The departedKellen Lewis, of course.  It's a crying shame that IU's all-time leader in touchdown passes will finish his career at Valdosta State.  I have nothing more to say about it.


It's been well-publicized that the IU staff traveled to Reno, Nevada in the offseason to get a first-hand look at the Nevada Wolfpack's potent "Pistol" offense.  In some ways, it's a curious choice, given that Nevada employs a mobile quarterback in the offense, and it was clear some time before spring practice that IU would be starting Ben Chappell, not Kellen Lewis.  Still, it's worth a look at how Nevada runs this offense.  As those of you who have been around for a while, my mediocre (at best) flag football career and time in the Marching Hundred somehow did not endow me with a wealth of x's and o's football knowledge.  I am relying heavily on an excellent post from Blue Gray Sky, a Notre Dame blog (ND hosts Nevada in week 1).  As BGS notes, the basic characteristic of the Pistol is an atypical shotgun formation.  In the typical shotgun formation, the quarterback shares the backfield with a running back, and the running back is slightly ahead of and to the side of the quarterback.  In the pistol formation, the quarterback lines up at shotgun depth, but the running back is directly behind the QB.  This means that as would be the case in an "I" formation, the running back is shielded from the defense's view. This creates some opportunities for misdirection. 

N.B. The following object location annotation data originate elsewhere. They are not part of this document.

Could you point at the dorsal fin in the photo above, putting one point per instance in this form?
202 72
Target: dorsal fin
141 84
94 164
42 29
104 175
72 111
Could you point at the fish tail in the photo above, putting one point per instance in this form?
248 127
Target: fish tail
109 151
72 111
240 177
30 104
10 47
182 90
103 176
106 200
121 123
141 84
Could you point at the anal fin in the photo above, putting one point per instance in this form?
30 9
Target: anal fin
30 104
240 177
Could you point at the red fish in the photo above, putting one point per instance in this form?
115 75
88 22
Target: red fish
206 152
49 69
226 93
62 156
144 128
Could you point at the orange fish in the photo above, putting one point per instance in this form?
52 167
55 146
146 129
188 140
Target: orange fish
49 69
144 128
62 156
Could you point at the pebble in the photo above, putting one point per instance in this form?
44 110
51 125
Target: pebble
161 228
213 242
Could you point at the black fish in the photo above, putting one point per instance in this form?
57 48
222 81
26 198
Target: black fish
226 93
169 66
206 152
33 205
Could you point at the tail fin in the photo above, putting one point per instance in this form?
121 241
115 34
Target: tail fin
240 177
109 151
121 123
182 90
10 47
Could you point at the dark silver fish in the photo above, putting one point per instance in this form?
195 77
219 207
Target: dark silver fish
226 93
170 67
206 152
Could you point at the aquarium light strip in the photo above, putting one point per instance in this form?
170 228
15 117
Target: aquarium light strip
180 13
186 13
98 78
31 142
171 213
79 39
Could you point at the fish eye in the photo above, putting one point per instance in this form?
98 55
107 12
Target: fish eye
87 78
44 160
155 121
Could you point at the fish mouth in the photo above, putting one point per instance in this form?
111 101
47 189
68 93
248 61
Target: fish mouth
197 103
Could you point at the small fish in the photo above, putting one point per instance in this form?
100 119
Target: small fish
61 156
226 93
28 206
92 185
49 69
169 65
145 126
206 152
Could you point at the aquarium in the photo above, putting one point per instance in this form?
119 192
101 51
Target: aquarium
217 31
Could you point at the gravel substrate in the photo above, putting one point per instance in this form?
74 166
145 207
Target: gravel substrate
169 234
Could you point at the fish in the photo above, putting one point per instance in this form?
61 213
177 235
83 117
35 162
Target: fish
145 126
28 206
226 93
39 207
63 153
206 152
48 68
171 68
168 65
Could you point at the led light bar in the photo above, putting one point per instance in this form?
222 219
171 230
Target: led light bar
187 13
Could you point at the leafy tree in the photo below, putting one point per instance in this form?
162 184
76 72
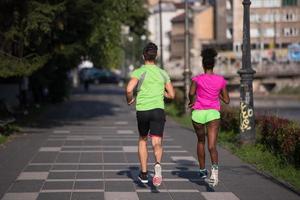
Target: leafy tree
44 39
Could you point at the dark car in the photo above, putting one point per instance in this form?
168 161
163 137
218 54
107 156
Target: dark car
97 76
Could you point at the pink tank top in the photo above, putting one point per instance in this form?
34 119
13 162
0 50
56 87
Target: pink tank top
208 90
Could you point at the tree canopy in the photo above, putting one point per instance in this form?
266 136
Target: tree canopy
42 33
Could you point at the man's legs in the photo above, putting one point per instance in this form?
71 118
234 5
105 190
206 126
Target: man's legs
156 132
143 153
143 126
157 148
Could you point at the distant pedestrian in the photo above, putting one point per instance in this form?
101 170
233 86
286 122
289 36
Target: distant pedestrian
206 91
153 84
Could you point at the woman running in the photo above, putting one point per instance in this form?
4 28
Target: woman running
208 88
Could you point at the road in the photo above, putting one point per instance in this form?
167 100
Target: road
85 148
284 107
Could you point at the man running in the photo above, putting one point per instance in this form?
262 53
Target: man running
152 84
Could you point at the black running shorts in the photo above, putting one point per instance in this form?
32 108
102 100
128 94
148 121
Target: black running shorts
151 122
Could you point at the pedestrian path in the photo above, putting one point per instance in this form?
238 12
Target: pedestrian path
99 161
90 153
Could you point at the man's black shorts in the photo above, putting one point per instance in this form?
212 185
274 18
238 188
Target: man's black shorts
151 122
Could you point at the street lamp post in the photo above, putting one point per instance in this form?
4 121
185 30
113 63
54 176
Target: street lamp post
247 119
161 35
187 70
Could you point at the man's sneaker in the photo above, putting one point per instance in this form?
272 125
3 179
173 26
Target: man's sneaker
203 173
143 177
213 180
157 179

As noted above, Nevada uses this offense with a mobile quarterback (Colin Kaepernick ran for 1130 yards and 17 touchdowns last season.  He also threw 22 TD passes despite completing only 54 percent of his passes).  Here is BGS's description of how nearly every Nevada play begins:

How does it work? Most Nevada plays start the same way: the quarterback (third-year starter Colin Kaepernick) takes the snap, does a half-pivot, and either: a) hands off to the halfback; b) fakes the handoff (either a full sell, or just a quick pivot) and runs; or c) fakes the handoff and passes. Like the spread option, the guessing game can cause havoc with defensive timing.

Obviously, with Ben Chappell running the offense, only a) and c) will be in heavy use.  BGS also notes that Nevada uses the offense in this way:

Nevada's run-game bread and butter are zone runs, primarily an inside zone "slice" play and the outside zone, or stretch. They run the stretch to both the weak and strong sides, and typically run the slice -- aided by the strongside receiver, who "slices" in behind the weakside guard and tackle to pick up a linebacker or safety. Both are designed to play to the strengths (and/or minimize the weaknesses) of smaller, quicker offensive linemen, although Nevada's line is not tiny: their guards and tackles are lighter than ND's, but not significantly so.

Really, the more I read about Nevada's offense, the less I can conceive of what IU is going to do.  Lynch has talked, since spring practice, of creating a "downhill running game."  That doesn't sound like what Nevada is doing.  And I don't think of the remaining "seven blocks of limestone" as undersized or particularly quick.  I think the important thing to remember is that the Pistol, at its heart, is a formation, not an "offense," so to speak.   Lynch seems to like the idea of having the running back set way back, presumably so that he can hit the holes with some wind behind his back, metaphorically.  I didn't see the spring game and haven't seen any of the scrimmages, so this will be an issue to discuss after the Eastern Kentucky game.  It will be interesting to watch that game on Thursday and then compare and contrast what Nevada does against Notre Dame on Saturday.

More on the rest of the offense later today or tomorrow.